UPLOADING AN ARCHIVE LARGER THAN 4 GB

Uploading files over 4 GB is strongly discouraged because it requires multipart upload.

Instead, use zip, tar, split, or any similar tool to break the file into smaller chunks, then use the upload-archive command shown above.

If multipart upload is unavoidable, start by initiating it and specifying the part size in bytes:

aws glacier initiate-multipart-upload --account-id - --part-size 4194304 --vault-name my-glacier --archive-description "big-file.zip"

This will output an Upload-ID required for all subsequent commands:

aws glacier upload-multipart-part --body part-1 --range 'bytes 0-4194303/*' --account-id - --vault-name my-glacier --upload-id **upload-id**
aws glacier upload-multipart-part --body part-2 --range 'bytes 4194304-8388607/*' --account-id - --vault-name my-glacier --upload-id **upload-id**
aws glacier upload-multipart-part --body part-3 --range 'bytes 8388608-12582911/*' --account-id - --vault-name my-glacier --upload-id **upload-id**
...This process must be scripted as it may need to run hundreds or thousands of times...

LISTING VAULT CONTENT

Submit a job request to get the Job-ID:

aws glacier initiate-job --account-id - --vault-name my-glacier --job-parameters '{"Type": "inventory-retrieval"}'

NOTE: This may take hours or even days.

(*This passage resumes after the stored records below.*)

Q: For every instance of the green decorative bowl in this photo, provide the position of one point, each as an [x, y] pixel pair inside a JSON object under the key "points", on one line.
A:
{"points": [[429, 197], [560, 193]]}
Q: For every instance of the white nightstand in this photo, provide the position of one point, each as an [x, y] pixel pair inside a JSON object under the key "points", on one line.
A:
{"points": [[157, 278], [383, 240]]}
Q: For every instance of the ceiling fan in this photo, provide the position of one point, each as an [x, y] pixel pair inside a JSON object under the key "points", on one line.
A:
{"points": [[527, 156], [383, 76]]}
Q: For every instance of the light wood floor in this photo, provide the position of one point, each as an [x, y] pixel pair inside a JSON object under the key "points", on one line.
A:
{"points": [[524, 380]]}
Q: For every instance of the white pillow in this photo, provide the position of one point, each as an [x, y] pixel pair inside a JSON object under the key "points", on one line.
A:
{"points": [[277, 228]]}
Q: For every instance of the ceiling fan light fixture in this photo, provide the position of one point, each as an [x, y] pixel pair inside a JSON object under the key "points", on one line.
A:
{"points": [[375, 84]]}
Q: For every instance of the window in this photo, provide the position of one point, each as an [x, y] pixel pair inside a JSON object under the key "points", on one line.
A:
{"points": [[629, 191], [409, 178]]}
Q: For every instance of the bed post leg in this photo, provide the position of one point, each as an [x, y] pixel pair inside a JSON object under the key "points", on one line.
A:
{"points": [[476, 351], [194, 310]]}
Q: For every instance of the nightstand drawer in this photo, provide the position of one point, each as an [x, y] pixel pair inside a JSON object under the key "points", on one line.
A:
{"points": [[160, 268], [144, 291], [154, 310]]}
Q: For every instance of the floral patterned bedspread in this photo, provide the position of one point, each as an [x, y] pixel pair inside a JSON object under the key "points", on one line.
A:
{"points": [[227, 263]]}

Keep checking whether the status is “In Progress” or “Succeeded”.

aws glacier describe-job --vault-name my-glacier --account-id - --job-id tuGTrZxAIwLtvcj6Sv6IU3eoEnuIUX18QeME5x7ENl38UctRykke-jJ9PKQ1YsyVACnkQXd2HLCiWppOcTU2NgUdKjc5

Once succeeded, download the job output (a JSON file):

aws glacier get-job-output --vault-name my-glacier --account-id - --job-id tuGTrZxAIwLtvcj6Sv6IU3eoEnuIUX18QeME5x7ENl38UctRykke-jJ9PKQ1YsyVACnkQXd2HLCiWppOcTU2NgUdKjc5 output.json
cat output.json

The JSON output, once formatted, will look like this:

{
   "VaultARN":"arn:aws:glacier:ca-central-1:398812248970:vaults/my-glacier",
   "InventoryDate":"2022-02-26T20:39:15Z",
   "ArchiveList":[
      {
         "ArchiveId":"2qbH3Hgyq0rdnu4-xZQNiNLh9lkODN1orUMD-dJkNuAC6YQASPHAAH8LaEijaoEcYaRGNCjrH1u-zlqHOzZoRUCHr-JOWiqg_PsLpuzSDsb48SaKEtvBYUGZ_tY0jN19OhBlTkM_tA",
         "ArchiveDescription":"",
         "CreationDate":"2022-02-26T17:22:53Z",
         "Size":153717283,
         "SHA256TreeHash":"62d22c320d76356dd9aa6032bdd1bca43c3f1aadef085cd7f5f327e6f9e2b004"
      },
      {
         "ArchiveId":"lhIYAD3uqPnweEtP4yQII_BhZjy4JBOaprFlmsqe0gJ08V5ccOwdQ3eSxc1NXjXm2BqxQlidiDiaCSgOtuwJQvQpZ-Z0qw7tXRM0QHKUntPYeaowJJlmbvQK4d-fIEMTNjRsVJwKUw",
         "ArchiveDescription":"",
         "CreationDate":"2022-02-26T17:26:12Z",
         "Size":646743001,
         "SHA256TreeHash":"70d5a5c0323dc9fc43edacee92f4a88cda5ac7369751dddc246a8b09e619ee74"
      },
      {
         "ArchiveId":"TniZ4K9rvxujzzfXI8Mb5Ioz8G_OCHgr0G4LmJHHM9hijmIxSEeGMfaoPW_n3XvHMZsh9gK9rvp04Vkf8Pk7paVHwEKylfSAz7I7YUvpZ7VC7hmGlJ0ZB69EO9rc3RJSuJipABzfRg",
         "ArchiveDescription":"",
         "CreationDate":"2022-02-26T17:28:08Z",
         "Size":592047837,
         "SHA256TreeHash":"d3ba9031a1212c495bedbf05c944bf5707011650141421fa6b50234866bec4d3"
      }
   ]
}

NOTE: The highlighted values are the Archive-IDs of the uploaded files. These IDs are required to retrieve or delete archives. Be aware that each get-job-output link expires after 24 hours.

DELETING AN ARCHIVE

aws glacier delete-archive --vault-name my-glacier --account-id - --archive-id 2qbH3Hgyq0rdnu4-xZQNiNLh9lkODN1orUMD-dJkNuAC6YQASPHAAH8LaEijaoEcYaRGNCjrH1u-zlqHOzZoRUCHr-JOWiqg_PsLpuzSDsb48SaKEtvBYUGZ_tY0jN19OhBlTkM_tA

DOWNLOADING AN ARCHIVE

First, submit a job request to get the Job-ID:

aws glacier initiate-job --account-id - --vault-name my-glacier --job-parameters '{"Type": "archive-retrieval"}'

Once the job succeeds:

aws glacier get-job-output --account-id - --vault-name my-glacier --job-id tuGTrZxAIwLtvcj6Sv6IU3eoEnuIUX18QeME5x7ENl38UctRykke-jJ9PKQ1YsyVACnkQXd2HLCiWppOcTU2NgUdKjc5 backup.zip

REFLECTIONS

This AWS service is not user-friendly and I would only recommend it for personal use in extreme cases, as it requires significant scripting and automation.

Retrieval time and cost are manageable if you never plan on accessing the archives, but the retrieval process itself is painful.

Whenever possible, consider using a regular S3 bucket for the same purpose.